Is PixelShuffle initialized correctly?

jamesp · January 2, 2023, 7:41pm

Glancing at PixelShuffle, I noticed the following line:

if norm_type == NormType.Weight:
            layers[0][0].weight_v.data.copy_(icnr_init(layers[0][0].weight_v.data))
            layers[0][0].weight_g.data.copy_(((layers[0][0].weight_v.data**2).sum(dim=[1,2,3])**0.5)[:,None,None,None])

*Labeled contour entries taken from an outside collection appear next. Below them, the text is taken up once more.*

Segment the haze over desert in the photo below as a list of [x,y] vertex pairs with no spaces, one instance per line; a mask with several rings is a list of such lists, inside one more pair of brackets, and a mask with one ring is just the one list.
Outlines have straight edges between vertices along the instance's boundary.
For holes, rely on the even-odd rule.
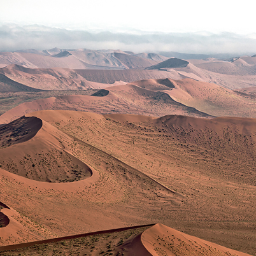
[[256,255],[255,15],[227,2],[1,4],[0,255]]

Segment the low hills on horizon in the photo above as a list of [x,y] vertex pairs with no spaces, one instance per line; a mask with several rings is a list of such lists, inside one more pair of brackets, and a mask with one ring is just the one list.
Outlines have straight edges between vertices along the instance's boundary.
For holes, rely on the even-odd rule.
[[171,57],[0,53],[1,255],[255,255],[256,58]]

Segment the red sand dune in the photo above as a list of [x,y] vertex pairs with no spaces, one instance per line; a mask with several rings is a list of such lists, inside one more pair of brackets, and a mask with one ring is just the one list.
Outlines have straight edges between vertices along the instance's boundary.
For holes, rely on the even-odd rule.
[[148,253],[136,254],[138,255],[249,255],[189,236],[160,224],[144,231],[141,239]]

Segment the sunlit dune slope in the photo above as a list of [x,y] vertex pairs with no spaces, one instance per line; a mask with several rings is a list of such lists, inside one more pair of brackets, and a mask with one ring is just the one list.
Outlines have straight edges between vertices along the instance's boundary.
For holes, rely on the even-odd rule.
[[91,96],[75,95],[40,99],[21,104],[6,112],[0,117],[0,124],[6,124],[26,113],[43,110],[122,113],[155,117],[176,114],[212,117],[173,99],[169,95],[171,92],[168,90],[174,87],[172,83],[168,79],[142,80],[111,86]]
[[60,141],[65,137],[33,117],[22,117],[1,126],[1,167],[42,181],[69,182],[90,177],[90,169],[66,150],[65,143]]
[[[255,252],[255,119],[50,110],[29,116],[43,120],[36,135],[0,150],[10,150],[2,159],[3,201],[52,233],[160,222],[225,247]],[[29,143],[37,153],[29,153],[34,167],[25,160],[29,173],[46,161],[46,146],[59,150],[64,146],[90,166],[92,176],[50,183],[11,173],[13,163],[18,166],[11,153],[19,145],[27,150]],[[57,160],[60,155],[53,155]],[[68,175],[62,170],[71,168],[58,169],[50,157],[53,174]]]

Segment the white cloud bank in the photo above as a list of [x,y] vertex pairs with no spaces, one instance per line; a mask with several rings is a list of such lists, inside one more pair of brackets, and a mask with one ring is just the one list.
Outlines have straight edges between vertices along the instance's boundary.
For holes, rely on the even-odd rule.
[[25,49],[121,49],[135,53],[256,53],[256,34],[222,32],[113,32],[68,30],[41,25],[0,24],[0,51]]

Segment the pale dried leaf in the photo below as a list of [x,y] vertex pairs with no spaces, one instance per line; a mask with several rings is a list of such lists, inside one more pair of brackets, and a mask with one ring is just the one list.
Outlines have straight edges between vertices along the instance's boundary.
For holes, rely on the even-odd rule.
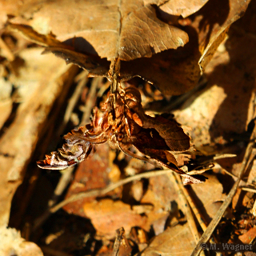
[[[98,202],[86,202],[83,210],[97,230],[97,234],[105,238],[112,238],[120,226],[127,233],[132,226],[143,226],[146,223],[146,217],[136,214],[130,206],[122,201],[102,199]],[[120,224],[122,223],[122,224]],[[147,226],[149,229],[149,226]]]
[[26,242],[15,229],[0,226],[0,254],[2,256],[43,256],[41,249]]
[[[28,49],[22,52],[20,57],[26,66],[20,69],[18,78],[10,77],[14,85],[20,87],[22,102],[14,122],[0,140],[2,224],[8,223],[12,197],[22,181],[24,170],[42,130],[42,124],[47,119],[55,98],[63,92],[66,79],[62,78],[68,70],[65,63],[56,58],[41,56],[41,51],[42,49]],[[34,70],[41,72],[35,73]]]
[[[182,241],[182,242],[181,242]],[[177,225],[153,238],[141,256],[187,256],[192,252],[195,243],[188,223]]]

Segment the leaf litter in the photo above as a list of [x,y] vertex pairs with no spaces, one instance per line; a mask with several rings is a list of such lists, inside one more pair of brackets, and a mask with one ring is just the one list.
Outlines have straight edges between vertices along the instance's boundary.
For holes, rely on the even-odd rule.
[[[95,2],[1,2],[6,29],[0,64],[6,91],[1,98],[3,230],[7,225],[21,230],[45,255],[106,255],[113,248],[115,255],[195,255],[200,241],[207,242],[214,230],[211,242],[248,242],[246,238],[254,238],[250,210],[255,199],[249,143],[255,118],[254,2],[234,25],[250,1]],[[86,84],[74,66],[50,54],[34,57],[42,51],[34,42],[46,46],[45,53],[85,69],[90,77],[103,76],[110,82],[102,80],[92,93],[93,82]],[[207,83],[192,94],[200,71]],[[130,80],[134,77],[156,87]],[[109,90],[103,97],[101,88]],[[98,102],[91,99],[97,94]],[[145,111],[150,94],[152,102],[155,98],[160,104]],[[177,122],[162,110],[181,98],[182,104],[171,110]],[[90,122],[92,101],[98,106]],[[81,122],[87,103],[86,122]],[[50,170],[71,166],[70,170],[36,169],[35,161],[58,143],[61,146],[58,137],[78,123],[82,128],[66,135],[62,149],[38,162]],[[121,153],[96,146],[106,141]],[[237,156],[226,158],[230,154]],[[214,160],[219,154],[224,158]],[[167,169],[152,171],[159,164]],[[184,184],[198,183],[209,168],[207,181],[192,188],[171,174],[174,170],[183,176]],[[250,192],[238,188],[243,172],[250,180],[245,183],[243,178],[242,189]],[[73,175],[65,200],[58,204]],[[58,179],[62,184],[57,186]],[[57,212],[63,206],[66,213]],[[227,234],[228,228],[232,231]]]

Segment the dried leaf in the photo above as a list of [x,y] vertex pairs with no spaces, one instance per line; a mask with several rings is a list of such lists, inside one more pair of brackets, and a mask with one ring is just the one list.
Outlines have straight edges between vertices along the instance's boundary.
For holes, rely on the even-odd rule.
[[208,0],[193,0],[193,1],[166,1],[166,0],[144,0],[144,2],[148,4],[156,4],[160,9],[171,15],[186,18],[197,12],[201,9]]
[[[11,76],[12,83],[19,87],[22,102],[0,140],[0,222],[4,225],[8,223],[12,197],[23,179],[50,110],[56,97],[69,89],[70,83],[64,86],[68,78],[72,79],[77,72],[76,68],[67,68],[56,58],[41,56],[41,51],[30,48],[20,53],[26,65],[19,69],[19,77]],[[34,73],[35,70],[38,72]]]
[[[186,32],[160,21],[155,10],[150,5],[144,6],[142,0],[119,4],[118,1],[107,0],[79,0],[75,5],[67,0],[49,1],[44,5],[39,2],[38,11],[28,23],[41,31],[38,22],[43,19],[46,33],[52,32],[62,41],[75,37],[73,43],[78,51],[97,53],[110,61],[117,57],[126,61],[151,57],[188,42]],[[54,13],[51,15],[49,10]]]
[[[182,241],[182,242],[181,242]],[[190,255],[194,247],[194,237],[188,223],[168,228],[153,238],[141,256]]]
[[122,201],[102,199],[98,202],[86,202],[83,210],[87,218],[91,219],[98,235],[112,238],[115,231],[120,228],[120,223],[130,232],[132,226],[143,226],[146,217],[136,214],[130,206]]

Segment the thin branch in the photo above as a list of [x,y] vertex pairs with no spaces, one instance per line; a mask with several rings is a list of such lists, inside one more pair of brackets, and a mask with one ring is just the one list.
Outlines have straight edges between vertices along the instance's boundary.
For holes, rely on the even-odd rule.
[[78,201],[78,200],[89,198],[89,197],[102,196],[102,195],[109,193],[110,191],[112,191],[114,189],[116,189],[121,186],[123,186],[126,183],[131,182],[133,181],[140,180],[142,178],[149,178],[151,177],[160,176],[160,175],[169,174],[173,170],[171,170],[170,169],[166,169],[166,170],[153,170],[153,171],[150,171],[150,172],[146,172],[146,173],[139,174],[137,174],[134,176],[128,177],[128,178],[122,179],[121,181],[118,181],[115,183],[110,184],[104,188],[95,189],[95,190],[91,190],[86,191],[86,192],[78,193],[76,194],[70,196],[69,198],[61,202],[60,203],[56,205],[55,206],[51,207],[50,209],[50,212],[52,214],[55,213],[57,210],[58,210],[59,209],[61,209],[62,207],[66,206],[66,204],[72,202],[74,202],[74,201]]

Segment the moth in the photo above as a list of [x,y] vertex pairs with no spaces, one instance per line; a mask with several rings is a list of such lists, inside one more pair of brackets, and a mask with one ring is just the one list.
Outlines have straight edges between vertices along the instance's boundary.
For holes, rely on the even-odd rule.
[[[115,67],[114,67],[114,70]],[[133,158],[155,162],[171,169],[183,178],[184,184],[201,183],[202,175],[190,176],[178,167],[172,151],[190,149],[190,138],[174,121],[162,116],[145,114],[139,90],[134,86],[123,88],[114,71],[111,90],[100,108],[94,108],[91,123],[64,136],[62,149],[38,161],[43,169],[62,170],[85,160],[97,144],[107,142]],[[132,150],[136,148],[144,157]]]

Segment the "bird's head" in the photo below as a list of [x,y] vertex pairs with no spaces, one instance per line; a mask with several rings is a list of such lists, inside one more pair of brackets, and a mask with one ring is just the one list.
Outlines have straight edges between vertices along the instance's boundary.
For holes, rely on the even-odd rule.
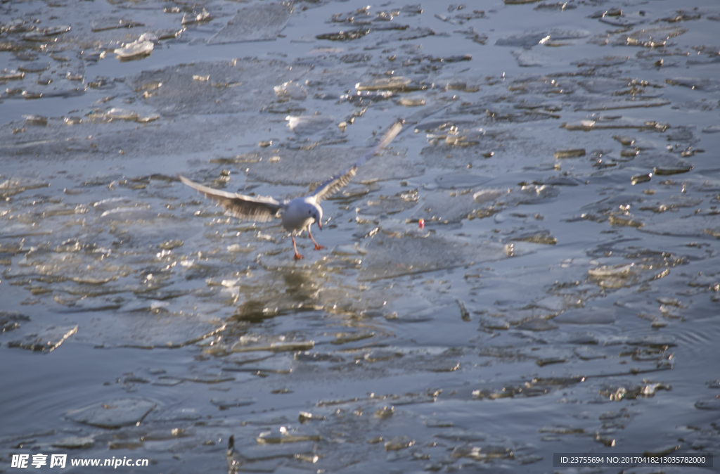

Just eyeballing it - that last line replacing .weight_g (the magnitude) with a transformation of .weight_v (the direction) seems a little odd. Is there any chance it should be using .weight_g instead? That is, I wonder if it should instead be:

if norm_type == NormType.Weight:
            layers[0][0].weight_v.data.copy_(icnr_init(layers[0][0].weight_v.data))
            layers[0][0].weight_g.data.copy_(((layers[0][0].weight_g.data**2).sum(dim=[1,2,3])**0.5)[:,None,None,None])

I don’t use weight_norm so this doesn’t affect me directly, which also means that I’m not sure this is a bug so didn’t want to pollute the GitHub Issues just yet—but figured I’d pose it here as a question.

jamesp · January 4, 2023, 6:22am

Staring at it a bit more, it can’t just copy its own weight, whereas under certain assumptions it can derive the magnitude from the direction vectors, so the way it’s setup in fastai seems correct.